D&D.Sci Hypersphere Analysis Part 3: Beat it with Linear Algebra
post by aphyer · 2024-01-16T22:44:52.424Z · LW · GW · 1 commentsContents
Quality Score Improving the Regression Latitude: Longitude: Value of Pi: Regression #2 Potentially Adequate Answer Further Improvements? None 1 comment
As before, this is composed entirely of spoilers for abstractapplic's D&D.Sci scenario [LW · GW], don't read if you want to solve on your own!
Last time [LW · GW], we left off with a solution that could reliably get us ~95% performance on all our generators. Sadly, in the Glorious and Righteous Interstellar Empire, 95% performance still means Just and Reasonable Beheading (praise our Eternal Empress for Her leniency)!
Quality Score
We plotted Performance in our first writeup, and saw this:
But we've seen a few things since then. In particular, looking at how different effects interacted makes them look multiplicative rather than additive. So now let's try instead getting a frequency chart of Log(Performance):
That looks somewhat familiar!
So! Our new theory is as follows:
- There are a variety of different things that can hurt performance.
- All of these things are multiplicative. So one 50% reduction and one 20% reduction make a 60% reduction.

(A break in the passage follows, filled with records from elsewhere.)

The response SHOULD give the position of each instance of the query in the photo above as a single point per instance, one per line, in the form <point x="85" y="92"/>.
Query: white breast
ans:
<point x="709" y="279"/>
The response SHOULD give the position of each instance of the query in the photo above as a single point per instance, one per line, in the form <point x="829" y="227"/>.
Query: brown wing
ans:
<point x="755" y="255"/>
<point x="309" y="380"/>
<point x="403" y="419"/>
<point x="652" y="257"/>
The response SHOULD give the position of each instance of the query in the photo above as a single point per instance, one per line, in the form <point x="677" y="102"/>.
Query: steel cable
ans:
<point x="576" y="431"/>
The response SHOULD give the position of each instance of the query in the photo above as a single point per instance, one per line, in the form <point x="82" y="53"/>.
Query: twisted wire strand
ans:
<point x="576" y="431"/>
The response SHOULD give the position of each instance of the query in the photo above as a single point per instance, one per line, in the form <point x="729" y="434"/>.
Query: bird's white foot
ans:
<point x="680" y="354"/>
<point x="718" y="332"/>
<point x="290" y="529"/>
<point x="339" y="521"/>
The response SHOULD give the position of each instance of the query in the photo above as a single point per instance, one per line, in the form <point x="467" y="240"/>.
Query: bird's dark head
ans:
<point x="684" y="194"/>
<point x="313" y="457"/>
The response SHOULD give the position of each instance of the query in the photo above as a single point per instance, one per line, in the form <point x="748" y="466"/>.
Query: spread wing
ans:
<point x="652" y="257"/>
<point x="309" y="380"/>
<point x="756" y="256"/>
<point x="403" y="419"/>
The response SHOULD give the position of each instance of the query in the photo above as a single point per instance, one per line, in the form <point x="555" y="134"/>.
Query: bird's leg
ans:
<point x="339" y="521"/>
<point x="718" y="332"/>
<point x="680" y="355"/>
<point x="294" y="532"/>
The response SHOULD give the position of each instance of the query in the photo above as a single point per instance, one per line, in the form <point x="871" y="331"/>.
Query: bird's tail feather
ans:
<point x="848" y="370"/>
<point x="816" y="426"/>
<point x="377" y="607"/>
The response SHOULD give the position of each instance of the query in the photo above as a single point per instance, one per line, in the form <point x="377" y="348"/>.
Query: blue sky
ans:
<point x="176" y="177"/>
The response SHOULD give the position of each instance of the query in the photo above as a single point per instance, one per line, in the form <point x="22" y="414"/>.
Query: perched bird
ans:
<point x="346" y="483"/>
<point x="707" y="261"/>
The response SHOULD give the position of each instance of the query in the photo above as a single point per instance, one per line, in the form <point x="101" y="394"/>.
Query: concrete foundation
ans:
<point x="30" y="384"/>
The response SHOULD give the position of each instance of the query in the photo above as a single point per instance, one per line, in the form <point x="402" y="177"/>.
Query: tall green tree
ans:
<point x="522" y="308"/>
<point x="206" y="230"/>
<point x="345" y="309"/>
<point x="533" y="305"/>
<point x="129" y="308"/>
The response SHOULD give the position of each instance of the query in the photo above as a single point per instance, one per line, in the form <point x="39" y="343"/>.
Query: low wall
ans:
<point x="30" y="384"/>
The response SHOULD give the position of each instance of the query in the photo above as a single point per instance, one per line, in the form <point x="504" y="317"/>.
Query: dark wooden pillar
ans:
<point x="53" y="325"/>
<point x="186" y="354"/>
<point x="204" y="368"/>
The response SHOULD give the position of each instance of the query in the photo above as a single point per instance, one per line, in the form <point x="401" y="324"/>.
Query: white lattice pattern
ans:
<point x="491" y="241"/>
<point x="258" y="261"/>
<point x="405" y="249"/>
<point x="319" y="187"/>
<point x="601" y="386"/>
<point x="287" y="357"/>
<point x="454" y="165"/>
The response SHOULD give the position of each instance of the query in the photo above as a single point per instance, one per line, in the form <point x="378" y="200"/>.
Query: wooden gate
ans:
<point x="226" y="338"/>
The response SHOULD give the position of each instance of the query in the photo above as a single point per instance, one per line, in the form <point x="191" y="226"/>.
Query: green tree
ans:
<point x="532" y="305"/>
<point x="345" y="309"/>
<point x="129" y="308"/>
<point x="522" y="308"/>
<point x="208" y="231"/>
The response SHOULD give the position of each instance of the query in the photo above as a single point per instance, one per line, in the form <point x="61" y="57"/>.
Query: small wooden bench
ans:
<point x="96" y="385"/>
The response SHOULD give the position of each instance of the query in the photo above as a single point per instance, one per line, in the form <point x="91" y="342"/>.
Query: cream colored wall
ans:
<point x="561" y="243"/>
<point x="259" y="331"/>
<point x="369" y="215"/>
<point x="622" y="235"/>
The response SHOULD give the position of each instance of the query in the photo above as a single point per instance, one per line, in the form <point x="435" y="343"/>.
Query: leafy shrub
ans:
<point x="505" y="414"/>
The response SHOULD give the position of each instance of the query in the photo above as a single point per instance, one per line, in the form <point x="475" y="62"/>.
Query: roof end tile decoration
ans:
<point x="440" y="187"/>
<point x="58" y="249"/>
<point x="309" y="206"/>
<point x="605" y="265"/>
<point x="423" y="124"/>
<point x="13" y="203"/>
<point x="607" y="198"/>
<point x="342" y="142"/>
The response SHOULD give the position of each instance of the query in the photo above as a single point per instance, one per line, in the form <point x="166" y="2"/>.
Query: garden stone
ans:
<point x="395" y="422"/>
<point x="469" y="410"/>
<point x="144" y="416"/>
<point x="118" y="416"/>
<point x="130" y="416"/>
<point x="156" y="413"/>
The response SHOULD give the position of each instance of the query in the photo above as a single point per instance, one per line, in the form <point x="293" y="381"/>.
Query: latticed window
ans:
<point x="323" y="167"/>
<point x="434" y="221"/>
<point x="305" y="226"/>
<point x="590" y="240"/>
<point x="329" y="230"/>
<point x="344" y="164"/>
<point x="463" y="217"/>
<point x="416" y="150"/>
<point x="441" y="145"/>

- All or almost all of these things are independent, we don't have to worry about interactions.
Given that, we're going to try out linear regression:
- We are going to try to predict Penalty (negative log of performance).
- We're going to use as predictors some existing variables:
- Four boolean columns for air tasting of Apples/Burning/Copper/Mint (all four being 0 means air tastes of nothing).
- Four boolean columns for Skittering/Buzzing/Squelching/Humming.
- Feng Shui (as two separate booleans for Exceptional/Disharmonious, with the default being Adequate)
- Strange Smell (as two separate booleans for None/Extremely, with the default being Somewhat)
- And some derivatives of existing variables:
- Latitude: rather than including it directly, we include a 0 or 1 'Is In Death Zone?'
- Longitude: again rather than including it directly, we include a sine wave that seems to match the 'sunlight effect': Cosine(Longitude-60).
- Value of Pi: since High and Low values look different, and high values less than ~3.16 look like they might not do anything at all, we include 'amount pi is below 3.14159' and 'amount pi is above 3.14159' as separate cols so that we can derive e.g. 'being too low is 4x worse than being too high'.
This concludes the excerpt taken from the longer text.